The summer sun dipped behind the dome of the U.S. Capitol. Ohio's senior senator, Republican Mike DeWine, greeted guests as they filed into the Capitol Hill living room of the former U.S. ambassador to Haiti, Tim Carney. Carney's house was awash in color as he and DeWine cohosted an auction of Haitian art to benefit an orphanage in that country. Bright oil paintings depicted the lush vegetation and lively people of the island nation. Elaborate sconces made from steel oil drums adorned the walls.
Washington politicians and policymakers from both sides of the aisle traded pleasantries over hors d'oeuvres. Top State Department officials rubbed shoulders with members of the Republican congressional majority who had suspended funding for some of their programs. On this afternoon all were united to try to make some sort of difference in one tiny spot of a congenitally lawless island nation.
But U.S. help is not welcomed by many Haitians. In mid-June, supporters of former president Jean-Bertrand Aristide trampled and spat on an American flag in front of the U.S. Embassy in Port-au-Prince, chanting: "Down with the United States and long live Aristide!" On Haitian radio, members of the Rassemblement d'Organisations Populaires, a group supporting Aristide's Lavalas Party, promised that in the May 21 parliamentary elections, "we will reduce the country to flames and blood if the Lavalas victory is not advanced immediately."
Government by intimidation continued. The Organization of American States, or OAS, declared the elections fraudulent and, fearing for his life, Leon Manus, chairman of Haiti's provisional electoral council, or CEP, fled with his wife to the United States in mid-June.
It wasn't supposed to be this way when President Clinton poured U.S. troops and billions of dollars into Haiti six years ago. Haitian unemployment since has reached 70 percent and drug trafficking gets worse every day. Exhausted and frustrated, Carney resigned as Clinton's ambassador there at the end of 1999. But he and DeWine think the United States should remain involved with Haiti.
"Americans should care about Haiti because children there are starving and they are our neighbors. We have spent a lot of money in Haiti and their problems could wash up on our shores," DeWine tells Insight. Certainly this country of 8 million, where voodoo is widely practiced and only 35 percent of adults can read and write, needs all the help it can get.

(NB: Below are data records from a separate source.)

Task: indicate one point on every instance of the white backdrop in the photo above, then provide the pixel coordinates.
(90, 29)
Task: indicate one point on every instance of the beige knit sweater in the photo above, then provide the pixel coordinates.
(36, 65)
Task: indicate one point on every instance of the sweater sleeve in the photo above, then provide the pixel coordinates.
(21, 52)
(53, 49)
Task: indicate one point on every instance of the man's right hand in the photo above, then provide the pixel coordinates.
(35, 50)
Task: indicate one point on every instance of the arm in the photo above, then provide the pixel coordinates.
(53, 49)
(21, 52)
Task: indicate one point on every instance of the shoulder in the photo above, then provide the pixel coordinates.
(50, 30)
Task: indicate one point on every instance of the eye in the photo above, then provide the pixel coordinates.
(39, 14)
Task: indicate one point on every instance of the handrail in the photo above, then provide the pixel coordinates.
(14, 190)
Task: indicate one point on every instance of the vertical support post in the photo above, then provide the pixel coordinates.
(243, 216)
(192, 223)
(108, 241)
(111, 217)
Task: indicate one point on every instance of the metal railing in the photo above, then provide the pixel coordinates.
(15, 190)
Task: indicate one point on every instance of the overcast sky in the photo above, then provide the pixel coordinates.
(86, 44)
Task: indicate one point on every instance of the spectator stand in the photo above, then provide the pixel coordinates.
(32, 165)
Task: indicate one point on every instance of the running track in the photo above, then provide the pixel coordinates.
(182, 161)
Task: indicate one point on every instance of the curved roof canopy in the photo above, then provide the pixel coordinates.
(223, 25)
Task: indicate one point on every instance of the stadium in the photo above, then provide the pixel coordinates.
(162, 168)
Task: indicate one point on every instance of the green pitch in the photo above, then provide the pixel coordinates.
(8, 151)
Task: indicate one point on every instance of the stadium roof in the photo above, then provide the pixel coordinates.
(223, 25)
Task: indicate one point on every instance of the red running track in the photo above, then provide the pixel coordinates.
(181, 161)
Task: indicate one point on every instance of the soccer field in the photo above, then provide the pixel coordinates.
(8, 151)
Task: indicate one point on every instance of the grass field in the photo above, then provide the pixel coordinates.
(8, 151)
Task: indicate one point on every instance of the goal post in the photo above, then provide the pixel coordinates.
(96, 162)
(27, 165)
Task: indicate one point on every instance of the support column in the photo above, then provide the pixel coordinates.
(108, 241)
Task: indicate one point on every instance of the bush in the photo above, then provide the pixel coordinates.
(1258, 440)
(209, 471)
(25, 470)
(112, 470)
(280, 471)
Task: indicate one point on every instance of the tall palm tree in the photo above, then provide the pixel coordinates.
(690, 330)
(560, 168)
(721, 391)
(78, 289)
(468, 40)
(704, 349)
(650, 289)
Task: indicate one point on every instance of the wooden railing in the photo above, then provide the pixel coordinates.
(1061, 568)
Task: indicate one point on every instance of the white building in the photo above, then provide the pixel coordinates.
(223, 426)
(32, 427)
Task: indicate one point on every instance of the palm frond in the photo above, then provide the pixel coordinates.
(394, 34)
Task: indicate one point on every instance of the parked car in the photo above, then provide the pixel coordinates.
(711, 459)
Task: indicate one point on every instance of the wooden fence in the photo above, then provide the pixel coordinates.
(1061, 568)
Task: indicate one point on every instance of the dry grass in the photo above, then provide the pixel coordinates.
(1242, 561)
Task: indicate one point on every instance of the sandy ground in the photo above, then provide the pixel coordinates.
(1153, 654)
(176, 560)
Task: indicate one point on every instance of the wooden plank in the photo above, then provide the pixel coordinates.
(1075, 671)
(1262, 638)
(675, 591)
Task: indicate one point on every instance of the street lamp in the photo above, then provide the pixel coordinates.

Whoever occupies the White House next will inherit a nest of problems in Haiti. As U.S. elections approach, Texas Republican Gov. George W. Bush would do well to pay attention to what has been going on in this nearby country. During the vice-presidential debate in 1996, Al Gore said that "the 1994 U.S. intervention in Haiti was one of the most deft uses of diplomacy and military force in combination that you will find anywhere in the annals of the history of this country." The reality is that during the last decade U.S. taxpayers spent $3 billion in program assistance and sent 23,000 troops to the small Caribbean nation. And the result? More drugs trafficked through Haiti into the hands of U.S. teens, fraudulent elections endorsed by the international community that resulted in rampant lawlessness and the potential for ever more Haitian boat people showing up on the coast of Florida.
There are victors in this Clin-ton/Gore foreign-policy fiasco, but they are not the Haitian people or American taxpayers. Even Democratic Sen. Patrick Leahy of Vermont, usually a reliable Clinton/Gore defender, complained in a Senate Appropriations Committee hearing this spring that the administration has spent an average of $300 per person in foreign aid to Haiti since 1992, compared with an average of $1 per person in Africa, with almost nothing to show for it.
Olivier Nadal, a former president of the Haitian Chamber of Commerce, is among those who have fled for their lives to the United States and been granted asylum after receiving death threats for speaking out about the need for free and fair elections. "Personal and private property are not respected," he tells Insight, as he reports how the ruling Lavalas Party seized land and private possessions.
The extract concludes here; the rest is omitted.